Designing API and CLI Together
We work on the API and CLI simultaneously, because the best designs for these grow out of tight integration. We are able to do this, while still avoiding the perils of waterfall, by iterating on designs in cheaper contexts and waiting to implement until the requirements solidify. For our APIs, this means sketching with OpenAPI:
This simplified example shows what a schema might look like for a basic authorization command. We use the spectral linter to simplify working on these files.
With a sketch in hand, we then use prism as a mock API server while we implement the CLI. When we inevitably realize mistakes were made, we can just tweak the spec and get back to our CLI iteration. Working at this high level allows us to evolve the API and CLI together and defer costly implementation until we have better knowledge.
Implementing APIs
We also lean into our OpenAPI spec to keep us honest during implementation using committee. assert_schema_conform tests alignment and the middleware notifies us of any live discrepancies.
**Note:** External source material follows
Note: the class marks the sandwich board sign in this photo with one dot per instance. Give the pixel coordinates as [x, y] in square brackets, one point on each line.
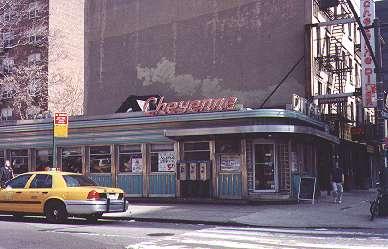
[307, 189]
[61, 123]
These combine to allow for red green implementation while protecting us from regressions.
Testing with Mocks and Proxies
To round things out, our test suite uses flags to run prism in either mock or proxy mode. By using flags we can focus on writing just one kind of test, though it does mean we skip some tests in one mode or the other. We use mock tests for their speed and on Windows and macOS where our full stack doesn't run in CI. Our proxy tests let us run tests against our entire stack just by adding a flag, making it easy to run end to end testing whenever we deem it necessary.
Pulling it All Together
Sketches and specs help us iterate past the abstract without having to get bogged down in implementation. Then mocks and proxies help us ensure the implementations match the sketches. By continuing to iterate our process, each feature causes less pain, which we have deeply appreciated while building the teams experience we will deliver later this month.
We will keep iterating on our process, I hope you learned something from it and I would love to learn from you. What have you tried, where are you proud and what remains frustrating?